Anlamadığım başka bir durum söz konusu, söz konusu “aşırı özgüven sahibi kişi”, bir şekilde çevresindeki dünyayı da buna göre şekillendirebiliyor. “Kendini gerçekleştiren kehanet” gibi belki, sırf kendine mükemmelliği, doğruluğu konusunda bu kadar güvendiği için mükemmel ve doğru oluyor, herkesi yanlış görme hakkını kendinde gördüğü için herkes yanlış yollarda ilerliyor. Aşırı özgüven, nasıl ki kendini boşlaştırıyorsa, yine kendini büyütüyor ve güzel gösteriyor, insanları etkiliyor, insanları bir yerlere taşıyor. Dünya bu özgüvenin anlattığı hikayelerle dolup taşıyor, başardıklarını dinliyor. Hani özgüven sahibi, insanları gerçekten ilgilendirdiğini düşünüyor, ama insanlar da kişisel alanda kalmayan ve çevreye taşan bu uç noktadaki kendini ifadeyle, ve hatta sadece kendini ifadeyle ilgileniyor.
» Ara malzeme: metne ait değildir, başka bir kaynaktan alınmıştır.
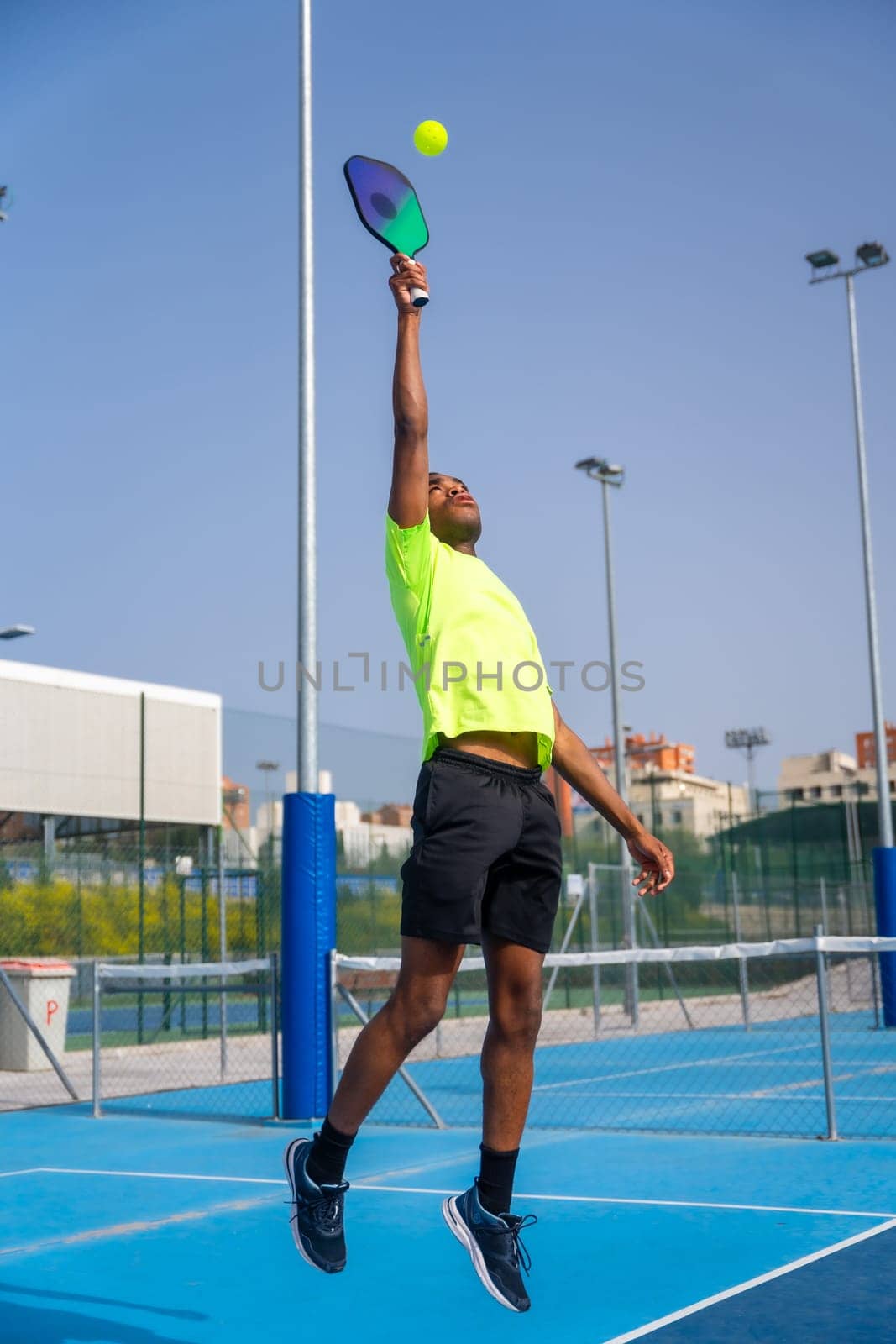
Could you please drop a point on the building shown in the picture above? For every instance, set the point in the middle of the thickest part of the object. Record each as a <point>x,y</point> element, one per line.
<point>363,839</point>
<point>86,754</point>
<point>866,753</point>
<point>832,776</point>
<point>681,800</point>
<point>645,753</point>
<point>664,790</point>
<point>819,777</point>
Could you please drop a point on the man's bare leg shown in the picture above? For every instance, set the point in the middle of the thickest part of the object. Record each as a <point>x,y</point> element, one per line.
<point>412,1011</point>
<point>506,1065</point>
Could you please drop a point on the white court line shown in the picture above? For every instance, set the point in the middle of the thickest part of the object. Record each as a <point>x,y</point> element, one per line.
<point>89,1171</point>
<point>364,1183</point>
<point>652,1203</point>
<point>752,1283</point>
<point>727,1061</point>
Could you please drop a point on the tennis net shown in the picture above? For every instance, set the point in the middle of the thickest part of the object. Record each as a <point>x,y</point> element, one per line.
<point>775,1038</point>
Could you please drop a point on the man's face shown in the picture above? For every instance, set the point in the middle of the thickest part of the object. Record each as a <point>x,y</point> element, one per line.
<point>454,515</point>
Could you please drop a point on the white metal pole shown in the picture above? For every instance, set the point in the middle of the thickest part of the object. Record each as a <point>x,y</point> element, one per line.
<point>618,761</point>
<point>884,811</point>
<point>222,948</point>
<point>307,709</point>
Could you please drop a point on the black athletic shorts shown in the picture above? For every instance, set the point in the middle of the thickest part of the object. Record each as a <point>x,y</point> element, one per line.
<point>486,853</point>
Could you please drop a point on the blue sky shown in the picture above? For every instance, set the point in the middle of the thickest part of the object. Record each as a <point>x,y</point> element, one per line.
<point>618,228</point>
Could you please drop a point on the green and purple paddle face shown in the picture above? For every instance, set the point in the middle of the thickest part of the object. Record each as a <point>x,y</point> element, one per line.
<point>389,208</point>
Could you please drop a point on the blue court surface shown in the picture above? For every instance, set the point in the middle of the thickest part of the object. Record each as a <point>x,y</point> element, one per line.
<point>141,1230</point>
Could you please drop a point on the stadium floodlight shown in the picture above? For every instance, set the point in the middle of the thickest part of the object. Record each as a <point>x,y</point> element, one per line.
<point>868,257</point>
<point>747,741</point>
<point>872,255</point>
<point>600,470</point>
<point>609,474</point>
<point>822,260</point>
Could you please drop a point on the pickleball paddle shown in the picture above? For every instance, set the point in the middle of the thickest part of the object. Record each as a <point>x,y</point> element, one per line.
<point>389,208</point>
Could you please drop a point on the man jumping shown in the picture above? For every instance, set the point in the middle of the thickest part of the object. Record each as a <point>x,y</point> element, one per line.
<point>485,866</point>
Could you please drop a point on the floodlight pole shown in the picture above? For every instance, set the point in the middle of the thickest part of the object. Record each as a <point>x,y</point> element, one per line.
<point>307,709</point>
<point>613,476</point>
<point>884,810</point>
<point>871,257</point>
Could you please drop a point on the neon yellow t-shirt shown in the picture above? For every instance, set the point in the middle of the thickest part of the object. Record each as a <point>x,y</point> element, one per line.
<point>472,651</point>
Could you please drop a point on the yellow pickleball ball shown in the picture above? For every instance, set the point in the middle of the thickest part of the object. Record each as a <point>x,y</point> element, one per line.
<point>430,138</point>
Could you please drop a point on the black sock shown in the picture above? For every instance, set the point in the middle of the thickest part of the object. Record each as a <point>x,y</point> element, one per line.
<point>327,1159</point>
<point>496,1179</point>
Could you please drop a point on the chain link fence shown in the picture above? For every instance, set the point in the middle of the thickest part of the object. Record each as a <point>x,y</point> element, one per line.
<point>116,902</point>
<point>752,1039</point>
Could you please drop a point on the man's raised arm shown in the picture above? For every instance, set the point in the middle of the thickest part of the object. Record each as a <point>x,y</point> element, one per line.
<point>409,497</point>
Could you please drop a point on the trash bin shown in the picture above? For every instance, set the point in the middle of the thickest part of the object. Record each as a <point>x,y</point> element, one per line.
<point>42,987</point>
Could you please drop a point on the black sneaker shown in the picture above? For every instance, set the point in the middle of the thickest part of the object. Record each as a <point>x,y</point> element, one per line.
<point>495,1247</point>
<point>317,1213</point>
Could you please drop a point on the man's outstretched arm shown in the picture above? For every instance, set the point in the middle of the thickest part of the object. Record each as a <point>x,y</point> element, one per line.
<point>409,497</point>
<point>575,764</point>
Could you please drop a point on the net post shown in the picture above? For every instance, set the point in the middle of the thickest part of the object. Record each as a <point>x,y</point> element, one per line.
<point>821,972</point>
<point>275,1028</point>
<point>884,869</point>
<point>745,974</point>
<point>96,1106</point>
<point>595,945</point>
<point>222,951</point>
<point>308,940</point>
<point>333,974</point>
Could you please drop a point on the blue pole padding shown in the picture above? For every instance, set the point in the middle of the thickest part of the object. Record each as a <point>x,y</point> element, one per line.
<point>308,937</point>
<point>884,862</point>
Buna aslında o kadar kızmıyorum, çünkü şu “an” bunu istiyor. Hayat bunu istiyor. İnsanlar buna maruz kalmak istiyor. Daha da güzeli, siz içten içe o insanı küçük görür, “pöf” derken, aslında o insandan çok da bir farkınız kalmıyor. Tek farkınız, siz kendinizi üstün görmüyorsunuz, yanınızdakini yetersiz görüyorsunuz, bir de bunu dışarı yansıtmıyorsunuz. O ise zaten kendisinden başkasını pek görmüyor. Ama bunlardan hangisi daha iyi, hangisi daha kötü, hangisi daha rahatsız edici, onu bilemiyorum.

19 Aralık 2009 Cumartesi

"Kedi, ulaşamadığın ciğere b.k atıyor olabilirsin... Bunca zaman ulaşabildiğin bir şey önünden alındığında sinirlenmişsindir, normaldir, kabul edilebilir ve hatta beklenir bir şey bu.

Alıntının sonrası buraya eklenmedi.